For a thorough understanding of the present invention, reference is made to the following detailed description of the preferred embodiments, taken in conjunction with the accompanying drawings in which reference numbers designate like or similar elements throughout the several figures of the drawing. Briefly:
In the following description, certain terms have been used for brevity, clarity, and examples. No unnecessary limitations are to be implied therefrom and such terms are used for descriptive purposes only and are intended to be broadly construed. The different apparatus, systems and method steps described herein may be used alone or in combination with other apparatus, systems and method steps. It is to be expected that various equivalents, alternatives, and modifications are possible within the scope of the appended claims.

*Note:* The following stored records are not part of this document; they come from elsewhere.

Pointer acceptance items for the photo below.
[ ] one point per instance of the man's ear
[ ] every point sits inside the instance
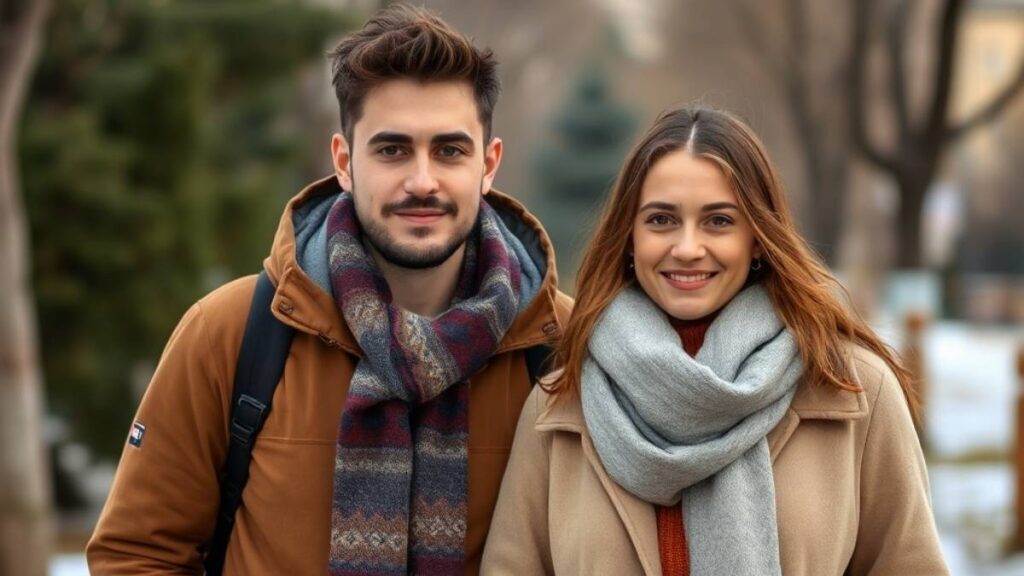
(342, 158)
(492, 160)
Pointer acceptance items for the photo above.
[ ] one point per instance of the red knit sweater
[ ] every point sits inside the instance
(671, 529)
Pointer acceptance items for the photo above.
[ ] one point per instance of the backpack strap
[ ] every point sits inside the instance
(538, 361)
(261, 362)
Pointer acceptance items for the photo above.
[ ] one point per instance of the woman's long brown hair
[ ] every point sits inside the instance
(804, 292)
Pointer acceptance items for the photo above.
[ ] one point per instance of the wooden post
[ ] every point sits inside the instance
(1018, 543)
(913, 357)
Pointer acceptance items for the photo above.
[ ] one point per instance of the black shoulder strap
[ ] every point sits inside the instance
(261, 361)
(538, 361)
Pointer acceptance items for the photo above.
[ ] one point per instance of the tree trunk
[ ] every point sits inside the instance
(25, 493)
(908, 219)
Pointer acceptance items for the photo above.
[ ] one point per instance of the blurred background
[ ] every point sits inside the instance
(147, 148)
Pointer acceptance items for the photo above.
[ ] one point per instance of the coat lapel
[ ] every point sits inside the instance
(815, 402)
(636, 515)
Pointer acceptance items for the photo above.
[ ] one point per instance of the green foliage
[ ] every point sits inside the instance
(156, 157)
(591, 135)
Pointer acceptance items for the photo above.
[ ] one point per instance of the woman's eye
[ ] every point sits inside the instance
(719, 221)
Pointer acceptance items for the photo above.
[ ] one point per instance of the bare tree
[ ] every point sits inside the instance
(25, 491)
(921, 135)
(809, 75)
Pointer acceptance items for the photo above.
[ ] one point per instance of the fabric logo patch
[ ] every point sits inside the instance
(137, 430)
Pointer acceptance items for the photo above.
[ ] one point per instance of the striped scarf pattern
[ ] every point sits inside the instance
(401, 466)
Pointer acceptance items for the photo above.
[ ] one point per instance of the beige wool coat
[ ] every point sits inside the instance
(851, 491)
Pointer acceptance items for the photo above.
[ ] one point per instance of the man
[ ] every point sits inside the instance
(414, 290)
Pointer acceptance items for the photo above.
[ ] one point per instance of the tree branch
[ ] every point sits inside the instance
(18, 44)
(935, 126)
(990, 111)
(896, 29)
(858, 62)
(751, 25)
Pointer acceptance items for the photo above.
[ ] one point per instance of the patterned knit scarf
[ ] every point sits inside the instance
(400, 470)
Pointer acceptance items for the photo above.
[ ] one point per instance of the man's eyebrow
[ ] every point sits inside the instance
(453, 137)
(389, 137)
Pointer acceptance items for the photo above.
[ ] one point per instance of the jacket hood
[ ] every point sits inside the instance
(298, 266)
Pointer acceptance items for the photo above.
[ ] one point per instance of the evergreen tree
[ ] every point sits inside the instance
(577, 170)
(156, 163)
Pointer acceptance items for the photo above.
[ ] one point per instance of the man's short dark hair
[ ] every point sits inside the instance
(410, 42)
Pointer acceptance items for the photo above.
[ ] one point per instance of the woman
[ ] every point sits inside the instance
(719, 410)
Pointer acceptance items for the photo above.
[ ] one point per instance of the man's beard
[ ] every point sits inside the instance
(408, 256)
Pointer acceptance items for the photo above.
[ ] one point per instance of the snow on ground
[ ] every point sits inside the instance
(972, 392)
(971, 411)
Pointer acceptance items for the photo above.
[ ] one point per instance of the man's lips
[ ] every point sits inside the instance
(420, 215)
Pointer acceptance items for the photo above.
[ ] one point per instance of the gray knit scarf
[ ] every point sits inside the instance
(669, 427)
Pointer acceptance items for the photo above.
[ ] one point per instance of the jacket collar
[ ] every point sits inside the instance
(304, 305)
(810, 403)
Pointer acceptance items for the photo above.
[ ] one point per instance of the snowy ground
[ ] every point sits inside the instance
(970, 417)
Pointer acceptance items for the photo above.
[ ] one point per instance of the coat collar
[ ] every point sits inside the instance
(810, 403)
(304, 305)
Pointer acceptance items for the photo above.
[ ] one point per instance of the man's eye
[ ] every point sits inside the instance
(450, 152)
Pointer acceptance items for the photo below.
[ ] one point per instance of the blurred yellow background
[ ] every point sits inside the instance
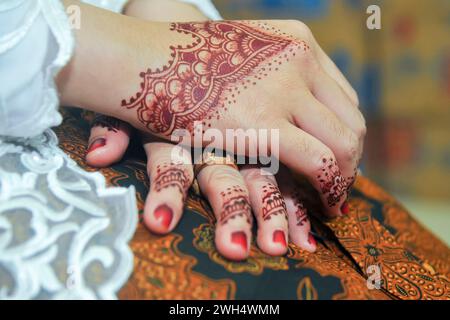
(402, 75)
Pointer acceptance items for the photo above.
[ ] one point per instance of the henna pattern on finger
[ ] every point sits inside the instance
(301, 213)
(207, 75)
(110, 123)
(235, 203)
(171, 175)
(273, 202)
(332, 184)
(351, 180)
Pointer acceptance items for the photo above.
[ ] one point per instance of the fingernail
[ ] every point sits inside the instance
(279, 237)
(164, 214)
(311, 240)
(239, 238)
(345, 208)
(98, 143)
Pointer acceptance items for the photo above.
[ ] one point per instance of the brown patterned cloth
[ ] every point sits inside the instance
(378, 231)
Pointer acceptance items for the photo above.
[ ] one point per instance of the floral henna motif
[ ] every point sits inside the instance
(273, 202)
(201, 77)
(301, 213)
(235, 203)
(169, 175)
(332, 184)
(112, 124)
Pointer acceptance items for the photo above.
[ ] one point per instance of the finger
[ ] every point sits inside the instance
(169, 183)
(108, 141)
(336, 74)
(299, 223)
(317, 120)
(269, 208)
(225, 189)
(307, 155)
(326, 90)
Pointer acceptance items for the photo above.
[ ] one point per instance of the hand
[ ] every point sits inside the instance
(235, 196)
(227, 75)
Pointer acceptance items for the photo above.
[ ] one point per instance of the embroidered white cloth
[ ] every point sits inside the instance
(63, 234)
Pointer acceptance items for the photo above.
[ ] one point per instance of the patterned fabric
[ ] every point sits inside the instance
(413, 263)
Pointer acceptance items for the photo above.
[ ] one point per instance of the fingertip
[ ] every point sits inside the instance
(160, 219)
(273, 243)
(233, 245)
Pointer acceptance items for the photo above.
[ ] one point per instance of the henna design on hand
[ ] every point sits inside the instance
(171, 175)
(332, 184)
(273, 202)
(301, 213)
(203, 77)
(112, 124)
(235, 203)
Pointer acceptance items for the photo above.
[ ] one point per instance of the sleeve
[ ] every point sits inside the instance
(35, 43)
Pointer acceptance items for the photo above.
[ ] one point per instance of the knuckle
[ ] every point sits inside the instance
(321, 157)
(349, 149)
(218, 177)
(354, 97)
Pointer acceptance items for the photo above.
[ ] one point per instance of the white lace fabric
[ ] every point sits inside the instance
(63, 234)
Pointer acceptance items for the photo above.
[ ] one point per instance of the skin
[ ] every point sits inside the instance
(312, 92)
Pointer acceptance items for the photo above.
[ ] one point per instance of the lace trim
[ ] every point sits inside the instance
(63, 234)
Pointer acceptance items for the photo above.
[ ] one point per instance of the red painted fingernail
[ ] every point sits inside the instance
(98, 143)
(239, 238)
(344, 208)
(312, 240)
(164, 214)
(279, 237)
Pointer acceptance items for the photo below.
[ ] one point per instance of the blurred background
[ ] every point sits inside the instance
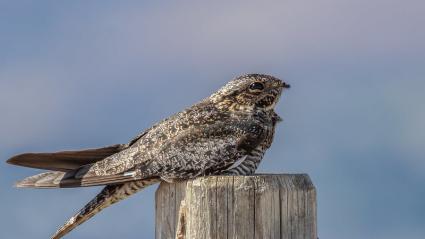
(80, 74)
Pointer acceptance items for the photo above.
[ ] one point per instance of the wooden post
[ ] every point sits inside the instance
(259, 206)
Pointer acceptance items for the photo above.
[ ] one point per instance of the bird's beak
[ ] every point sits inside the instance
(285, 85)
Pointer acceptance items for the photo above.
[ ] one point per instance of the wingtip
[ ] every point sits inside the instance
(15, 160)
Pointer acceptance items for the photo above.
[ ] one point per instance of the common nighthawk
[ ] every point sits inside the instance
(226, 133)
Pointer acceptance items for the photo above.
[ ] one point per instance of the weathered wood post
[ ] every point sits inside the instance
(259, 206)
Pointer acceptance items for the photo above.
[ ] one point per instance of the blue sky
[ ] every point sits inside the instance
(80, 74)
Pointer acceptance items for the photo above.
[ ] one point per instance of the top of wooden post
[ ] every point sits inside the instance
(257, 206)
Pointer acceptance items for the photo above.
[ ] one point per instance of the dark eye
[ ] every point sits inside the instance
(256, 86)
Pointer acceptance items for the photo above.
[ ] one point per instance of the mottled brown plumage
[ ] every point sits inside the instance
(226, 133)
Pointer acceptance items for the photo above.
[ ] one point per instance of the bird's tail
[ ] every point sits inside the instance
(108, 196)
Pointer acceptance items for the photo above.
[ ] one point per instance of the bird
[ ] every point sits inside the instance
(226, 133)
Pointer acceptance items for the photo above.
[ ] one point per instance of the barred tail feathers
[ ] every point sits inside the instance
(108, 196)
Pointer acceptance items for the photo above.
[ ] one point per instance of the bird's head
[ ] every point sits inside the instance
(250, 92)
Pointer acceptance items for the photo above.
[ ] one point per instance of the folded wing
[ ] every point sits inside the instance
(65, 161)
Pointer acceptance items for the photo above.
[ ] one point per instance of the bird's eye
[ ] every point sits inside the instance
(257, 86)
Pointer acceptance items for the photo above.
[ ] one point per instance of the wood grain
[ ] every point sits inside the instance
(258, 206)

The dominant paradigms for multi-tasking have drawbacks. Pre-emptive scheduling is a practical necessity in all but the simplest systems. The pitfalls of unexpected pre-emption are particularly subtle and dangerous in embedded systems which are the digital brains of most modern electronics.
An example embodiment of the claims may require custom hardware added to a CPU. A new instruction is added to the instruction set that test flags placed in the code of a task. If the flag is set, then the code calls a yield function just like an interrupt or other exception. Another method may include placing a special bit, for example an auxiliary bit, in the instruction format. This special bit is set only on the instructions which represent the compiler-inserted yield opportunity. The flag option adds overhead and may reduce system performance by 10 to 15 percent. The auxiliary bit imposes no performance overhead, but does require more memory, and thus more silicon area and therefore higher hardware cost. The increase in memory will be one bit per instruction and the size of an instruction may vary from 8 bits to 64 bits. A reasonable estimate of the impact is an increase in the program memory size by a half a percent.
A modified ARM processor may be able to accommodate this auxiliary bit. It has a “conditional execution” means which allows instructions to be converted to a no-op (operation which does nothing) if the ALU status flags do not match a specified condition. A modified ARM processor could be synthesized and have an additional flag. Conditional execution is controlled by a four-bit field in the instruction word. One of the four bit combinations, all ones, is not used. This code could be used to trigger the testing of a pre-emption-pending flag and the instruction, which would trigger an exception that would only execute if that flag is set.
Another example embodiment may include a CPU implemented in field-programmable gate arrays (FPGA) to have an extra bit that could be used as an auxiliary bit.
Another example embodiment may include an ARM processor in conjunction with a TST instruction. The TST instruction tests the pre-emption-pending flag and transfers it to one of the ALU flags, e.g. Z. The following instruction is configured to conditionally execute on this ALU flag and, if it is set, trigger the exception. The SWI instruction is ideal for this purpose. The compiler may make sure that the value of the Z flag does not need to be preserved between lines. In a typical high-level language such as “C”, this situation will rarely arise as the ALU flags do not correspond to any concept in the high-level language.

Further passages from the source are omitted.